Is producing critically-minded citizens a luxury we can't afford?


A college in Berlin that combines the best of European and US teaching is asking ‘what should an educated person know’ and two Irish academics are helping find the answer, writes DEREK SCALLY

THE PEACEFUL, leafy streets around Friedrich-Engels-Allee once lay at the heart of East Berlin’s embassy belt. Now eight of the former ambassadors’ villas in Berlin’s northern Pankow district are the laboratory for an educational experiment: the European College of Liberal Arts (ECLA).

Almost a decade old, ECLA is no typical educational institution. Shunning formal departments, the school aims to combine the broad education of the European university ideal with US post-war liberal arts ideas.

ECLA asks the provocative question: what should an educated person know? Helping find the answer are two Irish academics.

“You go to university to learn about things not given to you on the outside, to read challenging books or learn things not necessary for getting a job, like how to look at a painting,” says visiting faculty member Bartholomew Ryan, a graduate of TCD, UCD and Aarhus University in Denmark.

ECLA is deliberately, unapologetically small. It offers its 60 students a faculty-student ratio of 1:7 in core modules, electives and language courses. Learning is a two-way process: based around close readings of primary texts and it’s supplemented by small-group seminars as well as essays and projects.

Listen as you walk from one villa to the next and two things soon become clear: ECLA’s working language is English but, for the international student body, that means almost everyone is working in a second language. Combine that with their varied cultural and educational backgrounds and you have a heterogenous atmosphere where there are few places to hide behind lazy thinking, canned arguments or academic jargon.

Danish BA student Sandrine Rose Schiller Hansen was “sick with stress” at first with the ECLA approach, but she soon adjusted.

“I was used to passively taking in but here you have to take in and produce all the time,” says Hansen, 24, who followed studies in Copenhagen with a year at ECLA studying the German philosopher Heidegger, technology and society.

Half of the students here are pursuing a four-year BA programme in value studies – more of which later – while the other half are pursuing one-year programmes to broaden their horizons and, in many cases, build a bridge to graduate school.

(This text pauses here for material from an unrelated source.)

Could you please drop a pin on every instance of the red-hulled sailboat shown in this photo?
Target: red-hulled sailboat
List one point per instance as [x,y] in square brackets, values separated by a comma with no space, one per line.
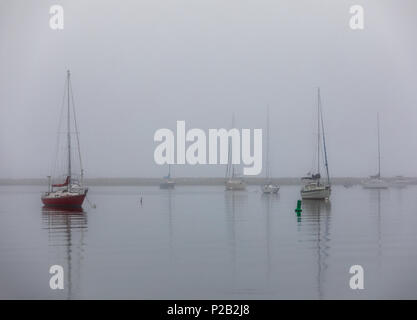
[71,193]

As a full-on experience withroom and board, it doesn’t come cheap, costing €15,000 a year. But the school operates an open policy and, thanks to its philanthropic backers in the US, will not turn away a suitable student for lack of funds.

ECLA’s staff are unapologetic about their back-to-the-roots approach. “It’s about serious engagement with big books with no theoretical overlay or baggage,” says Ryan. “You have to read the Critique of Pure Reason by Immanuel Kant; there’s no beating around the bush.”

Dubliner Catherine Toal, a junior professor and Harvard graduate, says ECLA combines the best of European and American academic models as they used to be before becoming victims of their own success.

“In Europe, funding is always an issue, along with the student-teacher ratio, while the American liberal arts colleges are under constant pressure to spend money to build a brand name and to spend on sports,” she says.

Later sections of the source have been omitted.